At 3%, the current maximum rate mandated by Ofcom, we would expect that a well-designed predictive dialler could generate as much as 15 minutes extra talk time per agent hour, dependent on agent numbers and other variables.
At 1%, most diallers were simply not designed to provide good productivity. Even well-designed diallers may struggle to provide material productivity benefits (compared with progressive dialling) on typical outbound campaigns.
For large campaigns, say 40 agents or more, the laws of mathematics are kinder to diallers and material productivity benefits can be significant for optimised designs. However, such campaigns are very much in the minority.
So what would happen if Ofcom lowered the maximum rate for abandoned calls to 1% or just banned predictive dialling completely?
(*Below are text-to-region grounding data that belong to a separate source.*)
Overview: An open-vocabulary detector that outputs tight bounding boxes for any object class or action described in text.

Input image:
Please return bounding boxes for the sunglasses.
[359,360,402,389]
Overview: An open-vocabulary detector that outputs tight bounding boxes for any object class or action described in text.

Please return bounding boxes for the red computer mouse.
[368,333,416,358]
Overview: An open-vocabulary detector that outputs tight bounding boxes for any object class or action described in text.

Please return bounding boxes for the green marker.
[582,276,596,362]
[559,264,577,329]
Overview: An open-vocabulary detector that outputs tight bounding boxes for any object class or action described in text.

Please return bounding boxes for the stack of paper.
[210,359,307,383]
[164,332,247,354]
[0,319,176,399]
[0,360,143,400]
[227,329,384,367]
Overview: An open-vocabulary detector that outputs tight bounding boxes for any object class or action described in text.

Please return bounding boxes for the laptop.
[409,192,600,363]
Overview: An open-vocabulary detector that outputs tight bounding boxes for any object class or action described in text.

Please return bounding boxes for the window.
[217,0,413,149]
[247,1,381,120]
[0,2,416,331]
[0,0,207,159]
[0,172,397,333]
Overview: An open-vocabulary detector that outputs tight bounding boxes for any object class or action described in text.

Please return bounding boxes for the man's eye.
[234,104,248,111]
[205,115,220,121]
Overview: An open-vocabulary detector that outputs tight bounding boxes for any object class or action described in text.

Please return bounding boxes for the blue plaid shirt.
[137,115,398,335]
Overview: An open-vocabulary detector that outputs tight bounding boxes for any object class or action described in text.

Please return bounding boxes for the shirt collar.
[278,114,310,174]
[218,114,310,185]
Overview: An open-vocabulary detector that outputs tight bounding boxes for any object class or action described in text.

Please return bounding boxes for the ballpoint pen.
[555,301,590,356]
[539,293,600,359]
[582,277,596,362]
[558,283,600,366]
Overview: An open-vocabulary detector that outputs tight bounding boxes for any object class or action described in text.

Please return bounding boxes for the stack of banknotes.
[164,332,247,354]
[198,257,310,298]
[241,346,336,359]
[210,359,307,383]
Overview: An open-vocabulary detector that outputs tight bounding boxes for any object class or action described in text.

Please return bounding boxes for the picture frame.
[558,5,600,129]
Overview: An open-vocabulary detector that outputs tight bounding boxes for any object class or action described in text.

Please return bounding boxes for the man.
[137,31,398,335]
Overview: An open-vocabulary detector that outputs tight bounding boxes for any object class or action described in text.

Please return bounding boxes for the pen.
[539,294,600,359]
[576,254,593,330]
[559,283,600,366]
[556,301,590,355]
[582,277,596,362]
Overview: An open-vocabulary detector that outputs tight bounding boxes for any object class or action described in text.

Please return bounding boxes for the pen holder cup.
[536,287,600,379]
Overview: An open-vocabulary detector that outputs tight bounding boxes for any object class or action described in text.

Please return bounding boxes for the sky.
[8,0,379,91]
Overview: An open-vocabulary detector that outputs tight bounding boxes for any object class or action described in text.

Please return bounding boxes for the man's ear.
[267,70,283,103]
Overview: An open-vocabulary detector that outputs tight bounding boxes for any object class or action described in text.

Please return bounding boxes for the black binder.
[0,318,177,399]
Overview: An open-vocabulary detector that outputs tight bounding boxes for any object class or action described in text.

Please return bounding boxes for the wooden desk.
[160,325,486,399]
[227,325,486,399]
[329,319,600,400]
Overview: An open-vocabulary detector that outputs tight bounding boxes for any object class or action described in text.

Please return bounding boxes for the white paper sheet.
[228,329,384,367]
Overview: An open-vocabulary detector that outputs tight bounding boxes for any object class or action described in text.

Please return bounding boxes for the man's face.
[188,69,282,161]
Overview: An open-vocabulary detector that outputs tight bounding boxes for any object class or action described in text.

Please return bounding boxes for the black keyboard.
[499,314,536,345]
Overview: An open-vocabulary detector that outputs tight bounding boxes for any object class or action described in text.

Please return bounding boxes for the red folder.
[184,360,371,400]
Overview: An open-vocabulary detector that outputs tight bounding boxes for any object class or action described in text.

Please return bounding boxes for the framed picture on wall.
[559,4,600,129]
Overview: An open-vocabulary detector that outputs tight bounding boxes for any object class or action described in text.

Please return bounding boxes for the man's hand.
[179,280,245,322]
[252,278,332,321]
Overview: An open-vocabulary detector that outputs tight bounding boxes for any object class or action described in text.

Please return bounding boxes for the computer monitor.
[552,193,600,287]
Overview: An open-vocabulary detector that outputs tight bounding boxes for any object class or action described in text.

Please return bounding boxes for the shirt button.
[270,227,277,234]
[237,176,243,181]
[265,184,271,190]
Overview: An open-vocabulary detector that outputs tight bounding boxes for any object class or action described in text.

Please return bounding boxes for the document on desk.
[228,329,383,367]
In our view, two things would happen:
- Widespread non-compliance, which would be hard to police
- Outbound campaigns would move offshore
We realise that in the current climate, a ban on predictive dialling could be an easy choice. This might resonate strongly with public opinion, but I would argue that there is adequate consumer protection with the current 3% rule, the availability of the TPS and the current rule on playing of messages prior to call abandonment.
As such, our recommendation is to leave the 3% rule on abandoned calls unchanged.
Can silent calls be eliminated, as Ofcom demands in their consultation document? Potentially, but it would mean giving up the practice of answering machine detection (AMD). We believe that false positives (live calls mistaken for answering machines) generated by AMD are incompatible with Ofcom’s 3% rule for abandoned calls. In recent years, Ofcom seems to have been in agreement with this, and their latest consultation document seems to shut the door on the use of AMD.
But how to actually stop this practice? The only effective way to do so is to change the rule dealing with the playing of a message when no agent is available to take a call. Ofcom appears to want to keep their current two-second rule. Our view is that this simply won’t work and we propose another rule:
The maximum waiting period for answered calls should be the lesser of either the point at which a connect signal is received by the dialling equipment or one second from the commencement of the greeting.
This article has been penned in response to the Ofcom consultation on silent and abandoned calls, which closed on 24th February 2016.